A travers ses œuvres récentes, Theys frappe ostensiblement l’art de son ironie grinçante, témoin amusé des absurdités de son temps. C’est l’heure de la maturité pour l’artiste belge qui assume allègrement son identité d’artiste taquin et irrévérencieux. En 2008, son outrecuidance monte d’un cran avec la réalisation d’une vidéo en 3D pour la chaîne de télévision flamande CANVAS, dont les extraits sont diffusés en prime-time pendant un an. L’artiste détourne le logo originel de la chaîne, concevant un logo à son nom, composé d’une assemblée de personnages semblant l’ovationner. Le spectateurs se questionnent, certains artistes s’offusquent, la confusion est à son comble : l’artiste passe pour un pur mégalo, à son grand ravissement. Il faut attendre une exposition au S.M.A.K en 2013, sélection rétrospective de son travail, pour que ce pionnier de la vidéo imprègne durablement les esprits et s’installe incontestablement dans le paysage artistique belge.

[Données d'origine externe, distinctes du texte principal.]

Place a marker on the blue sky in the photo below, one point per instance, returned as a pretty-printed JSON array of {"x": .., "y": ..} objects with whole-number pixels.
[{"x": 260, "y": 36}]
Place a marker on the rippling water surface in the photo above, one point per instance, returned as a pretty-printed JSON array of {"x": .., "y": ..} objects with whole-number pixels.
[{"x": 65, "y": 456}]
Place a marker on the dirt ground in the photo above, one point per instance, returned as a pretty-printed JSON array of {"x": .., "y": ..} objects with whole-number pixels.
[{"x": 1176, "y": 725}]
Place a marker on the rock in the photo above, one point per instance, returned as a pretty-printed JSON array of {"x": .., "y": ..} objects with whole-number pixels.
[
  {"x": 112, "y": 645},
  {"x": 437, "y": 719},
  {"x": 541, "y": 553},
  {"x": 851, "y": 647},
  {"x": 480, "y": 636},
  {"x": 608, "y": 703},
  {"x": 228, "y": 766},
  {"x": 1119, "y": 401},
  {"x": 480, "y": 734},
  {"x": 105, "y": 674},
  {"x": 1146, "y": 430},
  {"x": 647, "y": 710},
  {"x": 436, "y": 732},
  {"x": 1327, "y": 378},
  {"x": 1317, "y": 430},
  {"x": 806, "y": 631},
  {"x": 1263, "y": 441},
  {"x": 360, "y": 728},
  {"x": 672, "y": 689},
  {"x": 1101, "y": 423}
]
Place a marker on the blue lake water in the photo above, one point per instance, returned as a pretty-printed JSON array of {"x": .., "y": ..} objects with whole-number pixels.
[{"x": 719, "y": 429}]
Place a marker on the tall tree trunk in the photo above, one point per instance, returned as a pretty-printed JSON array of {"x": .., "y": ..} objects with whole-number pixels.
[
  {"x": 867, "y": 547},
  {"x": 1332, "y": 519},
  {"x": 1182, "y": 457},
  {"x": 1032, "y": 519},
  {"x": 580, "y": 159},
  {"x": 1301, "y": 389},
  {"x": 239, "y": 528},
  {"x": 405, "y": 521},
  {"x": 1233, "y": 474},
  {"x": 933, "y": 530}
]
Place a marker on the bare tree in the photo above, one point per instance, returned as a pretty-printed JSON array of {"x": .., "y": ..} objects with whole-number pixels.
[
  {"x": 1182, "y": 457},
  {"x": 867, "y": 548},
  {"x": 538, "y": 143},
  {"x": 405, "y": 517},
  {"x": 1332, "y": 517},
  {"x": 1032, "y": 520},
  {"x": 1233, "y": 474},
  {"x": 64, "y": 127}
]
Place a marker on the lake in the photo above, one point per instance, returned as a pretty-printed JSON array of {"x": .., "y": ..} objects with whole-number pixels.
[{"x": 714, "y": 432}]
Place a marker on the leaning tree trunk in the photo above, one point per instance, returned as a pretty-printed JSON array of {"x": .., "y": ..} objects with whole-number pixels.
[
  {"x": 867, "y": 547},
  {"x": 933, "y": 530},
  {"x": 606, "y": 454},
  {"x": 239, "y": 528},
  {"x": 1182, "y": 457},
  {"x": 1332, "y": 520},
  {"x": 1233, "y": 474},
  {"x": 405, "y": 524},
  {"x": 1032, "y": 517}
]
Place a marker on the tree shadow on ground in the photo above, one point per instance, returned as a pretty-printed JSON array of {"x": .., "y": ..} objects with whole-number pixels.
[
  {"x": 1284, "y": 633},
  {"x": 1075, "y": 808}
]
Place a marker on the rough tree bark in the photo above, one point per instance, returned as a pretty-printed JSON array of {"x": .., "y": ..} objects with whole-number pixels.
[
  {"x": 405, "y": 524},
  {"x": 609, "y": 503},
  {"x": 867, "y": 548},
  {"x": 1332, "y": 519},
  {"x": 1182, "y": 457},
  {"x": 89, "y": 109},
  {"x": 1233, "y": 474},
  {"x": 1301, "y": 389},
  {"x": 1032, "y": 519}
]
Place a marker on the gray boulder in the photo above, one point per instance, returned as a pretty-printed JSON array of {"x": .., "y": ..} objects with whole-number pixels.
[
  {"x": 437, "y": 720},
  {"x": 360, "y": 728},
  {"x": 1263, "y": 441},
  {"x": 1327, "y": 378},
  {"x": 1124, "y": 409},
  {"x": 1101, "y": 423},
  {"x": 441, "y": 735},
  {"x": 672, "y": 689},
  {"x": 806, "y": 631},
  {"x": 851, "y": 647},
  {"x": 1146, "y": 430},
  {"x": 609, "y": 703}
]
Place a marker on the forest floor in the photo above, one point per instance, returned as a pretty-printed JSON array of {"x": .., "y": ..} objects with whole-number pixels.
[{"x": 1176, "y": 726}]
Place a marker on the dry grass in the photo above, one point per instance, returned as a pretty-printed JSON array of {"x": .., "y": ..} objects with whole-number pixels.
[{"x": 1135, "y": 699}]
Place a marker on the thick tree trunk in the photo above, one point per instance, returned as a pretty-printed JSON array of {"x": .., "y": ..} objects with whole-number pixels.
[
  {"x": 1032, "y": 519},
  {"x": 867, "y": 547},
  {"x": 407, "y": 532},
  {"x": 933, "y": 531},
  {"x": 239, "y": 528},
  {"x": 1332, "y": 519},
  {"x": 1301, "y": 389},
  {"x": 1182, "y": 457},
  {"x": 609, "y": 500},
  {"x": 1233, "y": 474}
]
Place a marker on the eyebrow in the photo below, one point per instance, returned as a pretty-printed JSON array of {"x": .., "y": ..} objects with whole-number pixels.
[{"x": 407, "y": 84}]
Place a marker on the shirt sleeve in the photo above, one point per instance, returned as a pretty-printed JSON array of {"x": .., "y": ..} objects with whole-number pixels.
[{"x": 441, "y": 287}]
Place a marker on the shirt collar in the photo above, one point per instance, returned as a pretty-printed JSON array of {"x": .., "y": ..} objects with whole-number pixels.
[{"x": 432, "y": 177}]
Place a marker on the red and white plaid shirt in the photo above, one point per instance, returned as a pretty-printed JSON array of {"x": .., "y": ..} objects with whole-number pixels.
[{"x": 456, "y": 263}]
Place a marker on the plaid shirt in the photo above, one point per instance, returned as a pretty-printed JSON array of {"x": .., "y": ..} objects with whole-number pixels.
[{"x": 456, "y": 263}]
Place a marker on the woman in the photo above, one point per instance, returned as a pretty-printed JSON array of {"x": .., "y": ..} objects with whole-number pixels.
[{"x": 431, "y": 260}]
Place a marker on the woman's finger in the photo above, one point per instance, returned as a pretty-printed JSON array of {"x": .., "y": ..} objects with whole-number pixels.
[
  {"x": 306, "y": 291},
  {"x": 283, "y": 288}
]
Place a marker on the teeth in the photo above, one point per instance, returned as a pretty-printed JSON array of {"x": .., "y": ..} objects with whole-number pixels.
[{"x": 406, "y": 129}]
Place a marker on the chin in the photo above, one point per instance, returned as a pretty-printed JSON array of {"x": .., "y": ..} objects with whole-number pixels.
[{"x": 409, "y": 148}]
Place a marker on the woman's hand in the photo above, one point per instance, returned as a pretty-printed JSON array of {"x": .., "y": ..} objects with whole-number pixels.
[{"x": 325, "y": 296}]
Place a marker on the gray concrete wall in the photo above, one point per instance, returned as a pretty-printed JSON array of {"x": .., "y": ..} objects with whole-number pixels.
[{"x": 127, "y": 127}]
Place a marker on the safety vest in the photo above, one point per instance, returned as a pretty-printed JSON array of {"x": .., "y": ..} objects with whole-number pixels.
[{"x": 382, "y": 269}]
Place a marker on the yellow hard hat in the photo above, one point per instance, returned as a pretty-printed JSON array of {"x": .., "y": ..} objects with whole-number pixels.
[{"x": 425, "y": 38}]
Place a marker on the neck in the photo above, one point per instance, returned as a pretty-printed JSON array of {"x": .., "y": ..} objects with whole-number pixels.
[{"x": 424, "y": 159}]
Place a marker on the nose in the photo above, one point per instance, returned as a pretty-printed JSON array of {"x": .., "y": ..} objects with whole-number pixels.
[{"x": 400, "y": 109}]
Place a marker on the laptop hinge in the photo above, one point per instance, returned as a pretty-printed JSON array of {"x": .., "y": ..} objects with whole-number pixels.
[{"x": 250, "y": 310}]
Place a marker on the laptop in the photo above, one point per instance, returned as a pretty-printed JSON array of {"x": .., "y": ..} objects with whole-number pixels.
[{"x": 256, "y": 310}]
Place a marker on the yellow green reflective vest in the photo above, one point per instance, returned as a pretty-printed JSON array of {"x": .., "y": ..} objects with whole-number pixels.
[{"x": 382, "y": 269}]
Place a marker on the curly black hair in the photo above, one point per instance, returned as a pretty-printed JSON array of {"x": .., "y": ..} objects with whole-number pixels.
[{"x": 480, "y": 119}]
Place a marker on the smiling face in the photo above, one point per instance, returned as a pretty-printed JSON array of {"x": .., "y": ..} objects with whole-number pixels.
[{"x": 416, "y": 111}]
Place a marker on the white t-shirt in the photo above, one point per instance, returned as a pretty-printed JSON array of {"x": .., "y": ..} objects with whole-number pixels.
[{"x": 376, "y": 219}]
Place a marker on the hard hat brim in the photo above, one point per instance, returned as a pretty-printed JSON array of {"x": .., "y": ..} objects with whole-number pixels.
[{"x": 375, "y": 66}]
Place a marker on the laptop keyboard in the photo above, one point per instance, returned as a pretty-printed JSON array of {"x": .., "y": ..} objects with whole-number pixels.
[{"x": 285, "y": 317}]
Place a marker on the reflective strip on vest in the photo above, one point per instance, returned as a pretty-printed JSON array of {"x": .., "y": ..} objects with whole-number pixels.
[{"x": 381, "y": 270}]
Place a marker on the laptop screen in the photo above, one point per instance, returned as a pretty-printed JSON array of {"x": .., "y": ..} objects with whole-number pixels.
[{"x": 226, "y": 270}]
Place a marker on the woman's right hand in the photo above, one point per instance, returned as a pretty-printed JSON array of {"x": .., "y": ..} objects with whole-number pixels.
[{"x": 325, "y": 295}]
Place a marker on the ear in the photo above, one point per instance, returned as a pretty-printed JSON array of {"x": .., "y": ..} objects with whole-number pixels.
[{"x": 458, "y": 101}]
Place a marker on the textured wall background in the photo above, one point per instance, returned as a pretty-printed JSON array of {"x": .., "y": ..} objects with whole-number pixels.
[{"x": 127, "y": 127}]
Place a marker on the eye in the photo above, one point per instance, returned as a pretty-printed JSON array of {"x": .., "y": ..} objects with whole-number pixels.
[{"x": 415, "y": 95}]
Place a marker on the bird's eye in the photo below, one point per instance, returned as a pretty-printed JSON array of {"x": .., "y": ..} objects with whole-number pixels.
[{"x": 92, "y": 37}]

Une double exposition d’envergure en collaboration avec l’artiste turc Gülsün Karamustafa (1946, Ankara) à la CENTRALE, dans le cadre du projet Europalia, et à Argos, ainsi qu’une exposition en solo à l’Etablissement d’en Face confirment la place déterminante dans l’art contemporain de cet anti-académiste notoire. Un double événement et un one man show, deux tons bien différents, donnant un aperçu assez exhaustif de l’univers de l’artiste. D’un côté des installations de grande envergure, avec une prédominance de la vidéo, mises en dialogue avec l’artiste turque, rythmées par des œuvres anciennes et récentes, qui résonnent comme un état des lieux des fondements socio-culturels de son pays respectif, exploitant avec humour les produits dérivés de la culture de masse. De l’autre, une exposition en solo, où une vidéo d’une performance constituée des acteurs réels d’une procession catholique traditionnelle à Meigem, mis en rapport avec un travail en céramique surprenant aux accents grotesques et théâtraux. Koen Theys explore avec humour et esthétisme la frontière ténue, qui sépare le sacré du kitsch, manifestant une fois de plus sa fascination de longue date pour le clinquant des ornements de masse et l’iconographie populaire.
Rencontre avec l’artiste, maître du détournement, définitivement décidé à ne pas rentrer dans le rang, n’en déplaise aux bien-pensants.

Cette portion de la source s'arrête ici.